Perry’s Death by Debate

by Debra Saunders | January 21, 2012 12:39 am

When former Utah Gov. Jon Huntsman exited the GOP presidential primary earlier this month, left-leaning columnists were bereft. Huntsman, after all, was the Republican most respected by non-Republicans. In December, New York Times number-crunching blogger Nate Silver laid out the case for “Jon Huntsman’s Path to Victory.” It turns out that path sustained itself through one state, New Hampshire, where he came in third. When he pulled out, Times columnist Frank Bruni wrote a fond farewell, in which — sometimes it’s hard to let go — he floated the possibility of a 2016 run. The Atlantic’s James Fallow also mourned the defeat of a truly swell Republican.

Expect few, if any, such dirges for Texas Gov. Rick Perry.

Perry, you see, never seemed embarrassed to be seen with other conservatives. When Perry entered the race in August, he seemed to present the most formidable challenge to Mitt Romney. The longest-standing governor of a job-rich state who had been elected as a state legislator, agriculture commissioner and lieutenant governor, Perry had years of political experience, years of campaign vetting and years of fundraising prowess.

Unlike Romney, who went to Stanford and Harvard, the man from Paint Creek is an Air Force veteran who grew up poor and graduated from Texas A&M University. Unlike Huntsman, Perry never acted as if he were perhaps a little too precious for GOP politics. As for appealing to voters outside the GOP tent — no problem there. Perry started his political career as a Democrat.

Yet Perry’s campaign never made it out of the box. His team spent heavily in Iowa, but he came in fifth. Perry seemed to drop out of the race, only to jump back in. Then on Thursday, Perry officially withdrew and threw his support behind the undeserving Newt Gingrich.

“I think he left his campaign the way he came in, bumbling and stumbling,” quipped Democratic political consultant Roger Salazar, who couldn’t believe that Perry endorsed Gingrich on the same day ex-wife Marianne announced to the media that Gingrich had told her in 1999 that he wanted an “open marriage” or a divorce.

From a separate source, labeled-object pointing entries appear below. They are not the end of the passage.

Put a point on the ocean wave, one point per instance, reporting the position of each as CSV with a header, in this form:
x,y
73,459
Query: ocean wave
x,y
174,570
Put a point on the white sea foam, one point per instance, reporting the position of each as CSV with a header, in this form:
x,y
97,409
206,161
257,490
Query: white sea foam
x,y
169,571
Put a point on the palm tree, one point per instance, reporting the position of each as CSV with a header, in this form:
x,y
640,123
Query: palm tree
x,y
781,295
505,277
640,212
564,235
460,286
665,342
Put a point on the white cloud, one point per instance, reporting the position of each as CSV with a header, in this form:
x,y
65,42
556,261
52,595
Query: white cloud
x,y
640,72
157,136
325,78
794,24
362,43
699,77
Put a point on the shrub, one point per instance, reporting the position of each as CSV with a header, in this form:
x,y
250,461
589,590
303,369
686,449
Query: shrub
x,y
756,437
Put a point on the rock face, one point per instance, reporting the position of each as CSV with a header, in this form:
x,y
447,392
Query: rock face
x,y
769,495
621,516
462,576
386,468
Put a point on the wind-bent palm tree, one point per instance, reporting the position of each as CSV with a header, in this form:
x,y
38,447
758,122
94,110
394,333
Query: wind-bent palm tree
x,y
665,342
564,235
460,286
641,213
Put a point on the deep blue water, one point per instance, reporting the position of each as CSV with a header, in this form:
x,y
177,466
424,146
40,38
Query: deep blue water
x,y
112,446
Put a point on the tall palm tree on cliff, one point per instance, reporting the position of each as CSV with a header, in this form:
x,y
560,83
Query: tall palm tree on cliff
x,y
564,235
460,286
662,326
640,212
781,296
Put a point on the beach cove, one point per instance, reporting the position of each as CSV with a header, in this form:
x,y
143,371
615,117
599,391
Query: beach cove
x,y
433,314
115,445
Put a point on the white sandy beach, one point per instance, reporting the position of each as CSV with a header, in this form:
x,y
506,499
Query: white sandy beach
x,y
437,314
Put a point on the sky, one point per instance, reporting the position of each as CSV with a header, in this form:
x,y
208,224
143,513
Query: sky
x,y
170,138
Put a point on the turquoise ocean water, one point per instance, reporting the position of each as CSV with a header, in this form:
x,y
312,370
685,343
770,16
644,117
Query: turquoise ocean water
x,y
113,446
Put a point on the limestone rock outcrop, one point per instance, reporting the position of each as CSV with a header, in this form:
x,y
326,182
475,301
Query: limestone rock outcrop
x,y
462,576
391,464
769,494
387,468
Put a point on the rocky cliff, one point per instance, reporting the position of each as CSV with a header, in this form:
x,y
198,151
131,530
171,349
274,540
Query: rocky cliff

The GOP debates did in Perry. From his first debate in September at the Reagan Library in Simi Valley, Calif., Perry stumbled and sputtered.

In a late-September session in Orlando, Fla., Perry drew the wrath of tea party conservatives. Romney hit Perry for signing the 2001 Texas DREAM Act, which allows illegal immigrant students to pay reduced in-state tuition at state colleges and universities. Perry shot back, “If you say that we should not educate children who have come into our state for no other reason than they’ve been brought there by no fault of their own, I don’t think you have a heart.”

It was not a politic way to make his point. Perry later apologized because he had insulted the GOP base in a gratuitous manner. (In similar fashion, Huntsman implied Republicans were stupid for not following scientists on global warming. Then Huntsman kept using the same ill-considered language.) It’s too bad because Perry had a solid argument for supporting the tuition measure: It’s wrong to punish young people who work hard in school for decisions their parents made.

And it’s sad that Perry owned the better position but that Romney won that round. It’s ironic that while so many East Coast opinionators miss Huntsman, they ignore that Perry was the governor who took heat for signing an executive order mandating that middle-school girls be vaccinated against the sexually transmitted HPV.

In his bid to play to conservative caucus voters, Perry seemed to forget his main attraction — what PolitiFact described as “phenomenal job growth over most of the time Perry has been governor.” In what seemed a desperate move, his campaign tried to gin up support by flogging bygone culture wars. In a December TV spot, Perry lamented, “There’s something wrong in this country when gays can serve openly in the military but our kids can’t openly celebrate Christmas or pray in school.” It didn’t work.

Jon Fleischman, founder of the conservative website FlashReport, isn’t laughing. “There is no doubt in my mind that of all the Republicans running,” Fleischman told me, Perry “would have made the best president. He has the right mix of character, conviction, judgment, philosophy and demeanor.”

Fleischman likened Perry to former President Ronald Reagan in their shared sense of humility. “Neither the genius nor the plutocrat have humility as a strong suit,” Fleischman said of Gingrich and Romney.

Well, this is a campaign, not a coronation. The Republican who wants to take on President Barack Obama has to perform, has to excel, has to be electable in November — and has to win states during the GOP primary.

Perry didn’t make the cut. He had won every election in which he ran from 1984 until this year, but he never won a debate.

“Oops,” you might joke. But it’s not that funny.